Popular Products are MAYA — Most Advanced, Yet Acceptable

Thompson argues that the products that become popular are a balance of familiarity and newness. He quotes Raymond Loewy, the industrial designer, whose approach was summed up in his acronym MAYA — the “most advanced, yet acceptable” idea.

The theory goes that people are simultaneously Neophobic (afraid of the new) and Neophilic (attracted to the new). Thus new ideas, content or products need to manage this balance and tension. It is not the most innovative or advanced products that become popular but those that blend acceptability and innovation.

Thompson uses many examples where companies use familiarity including movies. Most of the top revenue grossing movies of the last ten years have been sequels or have been based on popular novels. There is safety and familiarity in such movies. It has also been argued that popular stories follow a familiar, if not a classic narrative arc such as good versus evil or a hero overcoming a challenge.

In much the same way vehicle manufacturers blend familiarity with newness by changing a car’s style every few years. Washing powders or cleaners have always had new and improved formulas for familiar products.

Familiarity makes you feel safe but Thompson argues there is also a need for newness. As there is a danger that too much familiarity, or too much of the same content, leads to a sharp fall in popularity. There needs to be a balance with newness and innovation.
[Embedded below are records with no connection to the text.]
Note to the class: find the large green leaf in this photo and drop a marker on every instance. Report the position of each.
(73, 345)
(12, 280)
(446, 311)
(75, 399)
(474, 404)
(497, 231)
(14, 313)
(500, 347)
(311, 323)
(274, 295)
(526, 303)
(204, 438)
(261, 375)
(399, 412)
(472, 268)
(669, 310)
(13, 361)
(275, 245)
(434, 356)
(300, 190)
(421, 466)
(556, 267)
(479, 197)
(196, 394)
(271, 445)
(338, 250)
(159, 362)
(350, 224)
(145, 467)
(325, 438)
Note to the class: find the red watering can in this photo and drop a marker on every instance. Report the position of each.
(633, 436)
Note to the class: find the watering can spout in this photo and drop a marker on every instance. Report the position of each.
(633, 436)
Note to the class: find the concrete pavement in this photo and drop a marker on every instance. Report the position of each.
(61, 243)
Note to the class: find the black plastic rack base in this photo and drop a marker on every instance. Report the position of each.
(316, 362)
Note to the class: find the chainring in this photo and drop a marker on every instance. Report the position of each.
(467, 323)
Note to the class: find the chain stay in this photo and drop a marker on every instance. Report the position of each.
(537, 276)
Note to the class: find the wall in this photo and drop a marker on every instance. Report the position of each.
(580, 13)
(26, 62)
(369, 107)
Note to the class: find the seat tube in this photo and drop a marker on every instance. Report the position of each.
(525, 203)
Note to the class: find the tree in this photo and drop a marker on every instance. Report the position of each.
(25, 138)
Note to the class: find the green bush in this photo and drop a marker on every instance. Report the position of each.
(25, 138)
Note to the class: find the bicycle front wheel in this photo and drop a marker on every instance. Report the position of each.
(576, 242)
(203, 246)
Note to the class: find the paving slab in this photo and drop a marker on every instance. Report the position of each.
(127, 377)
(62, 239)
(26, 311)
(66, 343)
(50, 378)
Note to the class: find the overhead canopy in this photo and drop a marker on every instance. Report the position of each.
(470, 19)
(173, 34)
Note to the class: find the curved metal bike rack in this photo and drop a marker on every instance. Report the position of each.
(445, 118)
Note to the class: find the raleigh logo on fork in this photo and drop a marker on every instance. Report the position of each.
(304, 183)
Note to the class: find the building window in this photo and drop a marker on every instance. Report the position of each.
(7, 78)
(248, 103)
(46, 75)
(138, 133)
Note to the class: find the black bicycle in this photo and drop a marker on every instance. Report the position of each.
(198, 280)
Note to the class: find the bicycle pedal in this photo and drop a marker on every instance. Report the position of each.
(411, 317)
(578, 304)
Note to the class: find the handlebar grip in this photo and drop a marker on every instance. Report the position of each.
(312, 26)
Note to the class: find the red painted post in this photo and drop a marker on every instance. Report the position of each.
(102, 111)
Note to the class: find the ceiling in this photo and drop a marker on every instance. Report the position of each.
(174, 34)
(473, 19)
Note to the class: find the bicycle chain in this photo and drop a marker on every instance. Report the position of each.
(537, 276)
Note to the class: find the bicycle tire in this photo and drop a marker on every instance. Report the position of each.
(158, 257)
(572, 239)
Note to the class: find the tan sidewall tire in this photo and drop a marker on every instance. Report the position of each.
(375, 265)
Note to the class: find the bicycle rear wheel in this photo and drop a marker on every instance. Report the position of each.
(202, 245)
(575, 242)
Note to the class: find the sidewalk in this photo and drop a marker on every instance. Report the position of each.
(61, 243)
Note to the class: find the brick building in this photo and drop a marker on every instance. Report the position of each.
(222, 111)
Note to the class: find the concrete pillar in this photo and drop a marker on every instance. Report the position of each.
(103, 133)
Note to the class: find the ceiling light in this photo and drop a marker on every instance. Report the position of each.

Thompson argues that the MAYA concept also applies to ideas, as most people prefer ideas they already agree with or stories that they can relate to. Thompson believes that familiar ideas, or content that is simpler to process with less thinking, leads to more liking of the content. He quotes an interesting study where people were asked to either name two things they liked about their partner or ten things they liked. The study found that people liked their partner more if they were just asked to name two things they liked. When asked to name ten things it became harder and they rated their partners lower after the exercise. The same pattern was observed in discussions about politicians.

Takeaway for Content marketers

Content ideas should also build on familiar concepts but add new perspectives. There is a case for doubling down on successful familiar content formats but also updating this content and doing new versions.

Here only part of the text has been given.